India is very much likely to miss its target of doubling its export target to 500 billion U. S. dollars by 2014 with a growth rate of 20 percent as the present going rate was not as expected, a commerce ministry official said Saturday.
Since exports have declined for the fourth consecutive month this year, the commerce ministry is analysing the trend in the exports of various items to the country's major trading partners so that a proactive policy can be framed immediately to give the slowing sector a boost.
A commerce ministry official said, "Though there are challenges in achieving the export target, we will see if a revision of the target is required by the end of this year."
Another official said the country's strength is in service exports and that could aid to offset the impact of any slippage in goods exports and prevent the current account deficit from widening too much.
This year, the highest growth in exports was 10.1 percent reported in January, while July registered the steepest fall at 14. 8 percent due to a demand slowdown in the U.S. and Europe.
A fall in India's exports of engineering goods, petroleum products and gems and jewelry, along with a demand slowdown in the U.S. and Europe, pulled India's exports growth down by 9.7 percent year-on-year to 22.3 billion U.S. dollars in August, compared to 24.7 billion U.S. dollars a year ago. India's exports have dipped continuously in four of the last five months.
During the first five months of the current fiscal, India's imports contracted by 6.2 percent to 191.1 billion U.S. dollars. Gold imports almost halved in the period. Trade deficit during the same time recorded 71.1 billion U.S. dollars.
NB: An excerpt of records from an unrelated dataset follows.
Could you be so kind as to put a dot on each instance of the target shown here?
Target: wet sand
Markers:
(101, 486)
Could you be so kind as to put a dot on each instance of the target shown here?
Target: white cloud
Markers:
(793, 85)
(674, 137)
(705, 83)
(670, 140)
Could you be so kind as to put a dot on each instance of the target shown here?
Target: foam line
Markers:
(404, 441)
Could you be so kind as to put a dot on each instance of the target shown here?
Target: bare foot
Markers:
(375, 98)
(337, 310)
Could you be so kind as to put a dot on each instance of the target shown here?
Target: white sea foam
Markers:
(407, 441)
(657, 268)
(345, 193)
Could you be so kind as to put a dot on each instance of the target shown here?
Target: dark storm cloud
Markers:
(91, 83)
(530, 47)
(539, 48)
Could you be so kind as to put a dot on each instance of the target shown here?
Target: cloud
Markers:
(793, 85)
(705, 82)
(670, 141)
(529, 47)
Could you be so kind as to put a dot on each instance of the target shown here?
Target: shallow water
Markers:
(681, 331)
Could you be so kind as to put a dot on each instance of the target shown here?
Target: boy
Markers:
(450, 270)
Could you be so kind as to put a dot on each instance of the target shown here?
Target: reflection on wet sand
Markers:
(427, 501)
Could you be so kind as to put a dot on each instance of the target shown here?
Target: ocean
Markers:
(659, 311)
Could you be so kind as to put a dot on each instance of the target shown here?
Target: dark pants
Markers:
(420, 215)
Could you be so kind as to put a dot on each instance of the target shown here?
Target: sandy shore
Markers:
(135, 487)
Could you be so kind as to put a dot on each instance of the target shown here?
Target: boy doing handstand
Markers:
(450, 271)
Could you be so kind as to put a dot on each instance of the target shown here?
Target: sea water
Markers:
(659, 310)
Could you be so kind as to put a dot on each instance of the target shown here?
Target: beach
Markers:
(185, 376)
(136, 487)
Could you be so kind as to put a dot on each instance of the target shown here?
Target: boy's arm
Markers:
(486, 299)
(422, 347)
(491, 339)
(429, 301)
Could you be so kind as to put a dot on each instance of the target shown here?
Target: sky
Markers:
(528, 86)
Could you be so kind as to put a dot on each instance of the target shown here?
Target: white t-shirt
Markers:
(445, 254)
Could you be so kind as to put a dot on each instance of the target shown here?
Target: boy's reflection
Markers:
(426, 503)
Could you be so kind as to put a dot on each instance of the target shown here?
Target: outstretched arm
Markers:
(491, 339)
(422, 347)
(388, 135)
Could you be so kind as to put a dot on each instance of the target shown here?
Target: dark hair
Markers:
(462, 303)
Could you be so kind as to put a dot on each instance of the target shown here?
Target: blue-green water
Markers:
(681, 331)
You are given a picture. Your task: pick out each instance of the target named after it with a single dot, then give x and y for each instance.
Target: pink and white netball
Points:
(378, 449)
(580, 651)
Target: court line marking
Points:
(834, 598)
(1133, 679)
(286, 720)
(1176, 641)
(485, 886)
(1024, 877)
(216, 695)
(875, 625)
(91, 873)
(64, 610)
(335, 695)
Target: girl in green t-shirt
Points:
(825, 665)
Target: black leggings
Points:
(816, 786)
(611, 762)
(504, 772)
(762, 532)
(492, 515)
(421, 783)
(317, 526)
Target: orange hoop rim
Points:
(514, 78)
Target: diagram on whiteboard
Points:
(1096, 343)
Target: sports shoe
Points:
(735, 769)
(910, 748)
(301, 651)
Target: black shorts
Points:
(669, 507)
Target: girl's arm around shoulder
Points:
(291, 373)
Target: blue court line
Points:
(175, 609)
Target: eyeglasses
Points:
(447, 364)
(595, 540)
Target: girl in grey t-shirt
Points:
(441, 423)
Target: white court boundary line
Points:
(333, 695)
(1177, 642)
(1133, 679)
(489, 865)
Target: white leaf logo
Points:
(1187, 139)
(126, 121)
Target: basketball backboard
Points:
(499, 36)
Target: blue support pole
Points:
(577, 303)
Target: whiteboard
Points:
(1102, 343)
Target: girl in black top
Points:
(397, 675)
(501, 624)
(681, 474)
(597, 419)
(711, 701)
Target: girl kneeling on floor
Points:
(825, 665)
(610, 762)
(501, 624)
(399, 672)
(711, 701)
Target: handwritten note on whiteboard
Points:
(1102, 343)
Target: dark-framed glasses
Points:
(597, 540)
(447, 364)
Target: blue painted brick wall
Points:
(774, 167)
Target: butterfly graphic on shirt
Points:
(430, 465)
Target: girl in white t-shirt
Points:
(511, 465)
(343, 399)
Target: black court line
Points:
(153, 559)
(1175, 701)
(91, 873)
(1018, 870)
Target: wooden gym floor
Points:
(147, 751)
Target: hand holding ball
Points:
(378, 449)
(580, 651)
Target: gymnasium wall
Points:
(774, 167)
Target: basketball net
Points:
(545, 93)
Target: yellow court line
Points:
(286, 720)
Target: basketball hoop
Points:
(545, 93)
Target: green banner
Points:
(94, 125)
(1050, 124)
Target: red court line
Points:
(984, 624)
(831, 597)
Biswajit Dhar, director-general of Research and Information System for Developing Countries, said, "We need to devise ways of streamlining exports by revisiting the various focused market programmes and a careful examination of where the opportunities are to stimulate exports there," and added that instead of offering more sops, the government should find markets where cost of doing business could be reduced.
According to Ajay Sahai, Director General, Federation of Indian Export Organisations (FIEO), the Eurozone was in crisis and that had impacted the country's exports which were in price sensitive segments.
Incidentally, there are 18 countries whose merchandise imports in 2010 were more than 200 billion U.S. dollars but India's market share in their total exports is a meagre one percent. The exercise initiated is aimed at add in another 50 billion U.S. dollars to the country's exports.
Experts also said that instead of focusing on emerging markets such as Africa and Latin America, the government must increase its exports to the already established economies.
An official said, "The outgo to these countries is huge, but the government is not taking a call on this. In fact, the finance ministry has asked for a report on this immediately."